Research Topic

Model-Informed Decision Making in the Preclinical Stages of Pharmaceutical Research and Development

About this Research Topic

Although late-stage clinical attrition has been repeatedly highlighted as the most significant issue facing the pharmaceutical industry, the probability of technical success in the clinic is largely related to decisions made years earlier in the preclinical stages of R&D. It’s at these stages that decisions are made regarding the molecular target, modality of intervention, drug design and clinical candidate selection. Accordingly, model-informed drug development approaches that have proven useful in the clinic (e.g. PBPK, PKPD, QSP) are increasingly be leveraged to support decisions in the earlier, preclinical stages of R&D.

There have been numerous studies published to date about applying modeling and simulation techniques on various preclinical research topics in drug discovery. Among these preclinical modeling publications, only a few focus on decision making. Studies about modeling methodology per se (e.g., establishing a mechanistic but retrospective model to recapitulate clinical observations) are interesting and important, however it is also critical to test these modeling methods in decision-making scenarios (e.g., estimating required selectivity between on-target and off-target potency for a drug candidate based on translational modeling). Publishing model-informed decision-making case examples will allow us to better understand modeling’s impacts and limitations in the real-world drug discovery, and provide insights and guidance towards future preclinical modeling research. Under this topic, Frontiers in Pharmacology will promote publication of in silico studies that have an experimental component ( in vitro or in vivo approaches), which illustrates such efforts with an emphasis on how modeling and simulation is being used to advance hypothesis driven research and support decision making in preclinical research.

This Research Topic welcomes Original Research, Perspective, or Review article submissions that cover the following topics:

• Target evaluation: Model-based evaluation of therapeutic hypotheses as they relate to the molecular target or pathway of interest. Highlighting model-based assessments of potential efficacy and safety which led to decisions to either accelerate or discontinue investment in a target or pathway.
• Modality selection: Model-based prioritization of interventional modalities in disease (e.g. competitive, allosteric, covalent, mAb, multispecific mAbs, PROTACs, molecular glues DUBs, RNAi, etc.). Submissions should exemplify models which codify target/disease biology, molecular mechanism of action and the desired mechanistic/therapeutic response.
• Drug Design: Model-based guidance of drug design by providing a line of sight into a clinically relevant outcome (response, dose, therapeutic index). Submissions should highlight how modeling and simulation informed drug design through identification of desired properties or direct guidance regarding options for lead optimization.
• Candidate selection and early clinical development: Application of preclinical modeling and simulation to quantitatively predict aspects of human pharmacology and safety in support of candidate selection and early clinical trial design. Ideal examples would be those in which model-based predictions were particularly impactful in making the case for advancement to the clinic or significantly influenced the design of early, decision-making clinical trials.
• Preclinical modeling and simulation methods: Approaches of broad relevance to preclinical R&D. Models and methods should be described in enough detail to allow recapitulation of results. Ideally, one or more case examples will be provided to illustrate application to decision making. Anonymization of proprietary information (e.g. chemical structure) is acceptable so long as it does not prevent recapitulation of the proposed model.

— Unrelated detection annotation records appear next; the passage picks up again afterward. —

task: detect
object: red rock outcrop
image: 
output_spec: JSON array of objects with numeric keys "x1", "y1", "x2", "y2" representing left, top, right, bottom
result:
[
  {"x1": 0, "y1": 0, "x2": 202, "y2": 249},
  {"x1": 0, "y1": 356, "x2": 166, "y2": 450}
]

Topic editors Rui Li and Tristan S. Maurer are employed by Pfizer Inc. Topic Editor Alison Betts is employed by Applied BioMath. All other Topic Editors declare no competing interests with regards to the Research Topic subject.


Keywords: Drug Discovery, Modeling and Simulation, Decision-making, Preclinical-to-clinical translation


Important Note: All contributions to this Research Topic must be within the scope of the section and journal to which they are submitted, as defined in their mission statements. Frontiers reserves the right to guide an out-of-scope manuscript to a more suitable section or journal at any stage of peer review.

Although late-stage clinical attrition has been repeatedly highlighted as the most significant issue facing the pharmaceutical industry, the probability of technical success in the clinic is largely related to decisions made years earlier in the preclinical stages of R&D. It’s at these stages that decisions are made regarding the molecular target, modality of intervention, drug design and clinical candidate selection. Accordingly, model-informed drug development approaches that have proven useful in the clinic (e.g. PBPK, PKPD, QSP) are increasingly be leveraged to support decisions in the earlier, preclinical stages of R&D.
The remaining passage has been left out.